Moitié à Ruppin, moitié à Rheinsberg, ou sur mon départ de l'un
pour aller à l'autre, 21 août 1736.



Mon cher Quinze-Vingt,

J'ai reçu avec bien du plaisir celle que vous venez de m'écrire sous la date du 19. Je vous demande pardon d'avoir manqué à la date de ma lettre; mais je souhaiterais que ce fût la moindre des bévues qui m'échappent. Vous voyez que je me corrige, car j'ai bien circonstancié celle d'aujourd'hui.

Pour ce qui regarde Pöllnitz, je reconnais toute la sagesse du conseil que vous me donnez, et je puis vous assurer qu'en partie je l'ai déjà pratiqué depuis longtemps, et que je n'ai jamais fait remarquer à Pöllnitz ni dédain ni mépris. J'ai badiné avec lui sur son humeur caustique; je l'ai averti que l'on disait en ville qu'il se moquait du Roi et qu'il le contrefaisait, et je l'ai prié d'être sur ses gardes, afin que pareilles choses ne lui attirassent du chagrin. Vous savez sans doute l'histoire; ainsi vous voyez que je ne lui ai dit que des choses qui pouvaient lui être salutaires; mais puisqu'il les prend si mal, je ne lui dirai plus rien. Il prend même toutes les louanges que je lui donne pour des ironies, et tout ce que je lui puis dire, d'ailleurs, lui semble équivoque ou double.

Je réserve pour Rheinsberg la lecture de la lettre de Jordan, et je me repose si fort sur vos décisions, que je ne doute pas qu'elle ne soit des plus agréables et des plus instructives.

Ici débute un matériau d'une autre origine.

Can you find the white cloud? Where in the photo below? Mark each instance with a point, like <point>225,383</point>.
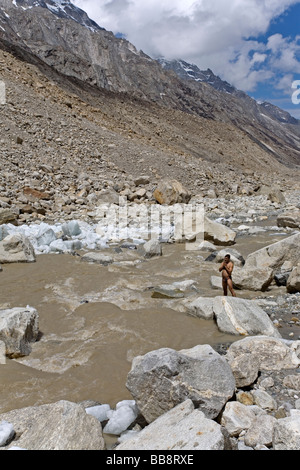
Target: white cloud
<point>208,33</point>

Je viens à Gresset, le charmant auteur du Vert-vert. J'ai fait toutes les réflexions que vous me faites faire sur son arrivée; mais je vous avoue que l'idée de sa compagnie m'a fait affronter tous les obstacles. Je comprends de quelles personnes vous voulez parler, et l'épithète de stupide malignité les désigne si bien, que je les montrerais au doigt.